Welcome to the 2nd Annual Neurosurgery Research Symposium

The Neurosurgery Research Symposium hosted by the Department of Neurosurgery at Robert Wood Johnson Medical School and New Jersey Medical School, as well as RWJBarnabas Health, will feature cutting edge neurosurgery research from bench to bedside, ranging from spinal cord and brain injuries and epilepsy, to age related neurodegenerative disorders and brain cancers. A specific focus is on regenerative, restorative, and preventive therapies, as well as cutting edge neurosurgical therapeutic interventions.

 

Our Plenary Speakers are:

Jonathan D. Geiger PhD, is a Chester Fritz Distinguished Professor in the Biomedical Sciences Department at the University of North Dakota. Dr. Fritz will give a presentation entitled: “An ‘iron-ic’ story about the involvement of endolysosomes in the pathogenesis of age-related neurological disorders.”

The main focus of Dr. Geiger’s research is on brain energy metabolism in general and purines in particular, regulation of levels of intracellular calcium with emphasis on intracellular pools of calcium, the control of neuronal cell life and death in neurodegenerative diseases, and neurological complications associated with HIV-1 infection. Dr. Geiger has published over 145 papers and has delivered over 100 invited talks worldwide. He has served on over 100 local, national and international grant review study sections including those for the NIH, the CIHR, the Alzheimer’s Society, and the Canada Foundation for Innovation; he has served as Chair or co-Chair on 14 of these panels.

 

 

Jeffrey Ojemann, MD, is a Professor of Neurological Surgery and Vice-Chairman for Research at the University of Washington School of Medicine. He holds the Richard G. Ellenbogen Chair in Pediatric Neurological Surgery and is Chief of Neurosurgery at Settle Children’s Hospital. He is Director of Epilepsy Surgery at the Regional Epilepsy Center at Harborview as part of the University of Washington Neurosciences Institute. He will give a lecture entitled: The adaptable homunculus – lessens from epilepsy research.

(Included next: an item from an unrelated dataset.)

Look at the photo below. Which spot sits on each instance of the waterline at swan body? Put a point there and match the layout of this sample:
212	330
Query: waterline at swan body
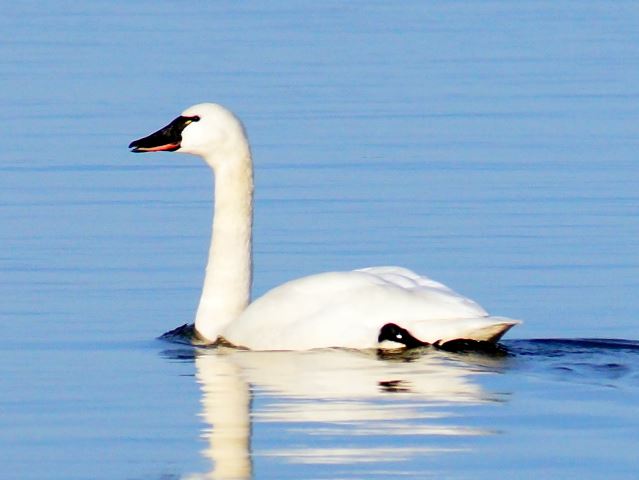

Dr. Ojemann’s research focuses on the effects of neurosurgical procedures on memory and cognition in children and adults. Neurosurgical patients also offer the opportunity to study electrocorticography (direct brain electrical recordings) during cognitive tasks such as working memory, language, and visual attention. These recordings lead to complex signal analysis, and the signals can be used to support a brain-computer interface (BCI) models. His research has been funded by NIH and NSF since 2001, with a focus on brain signals related to motor control and learning.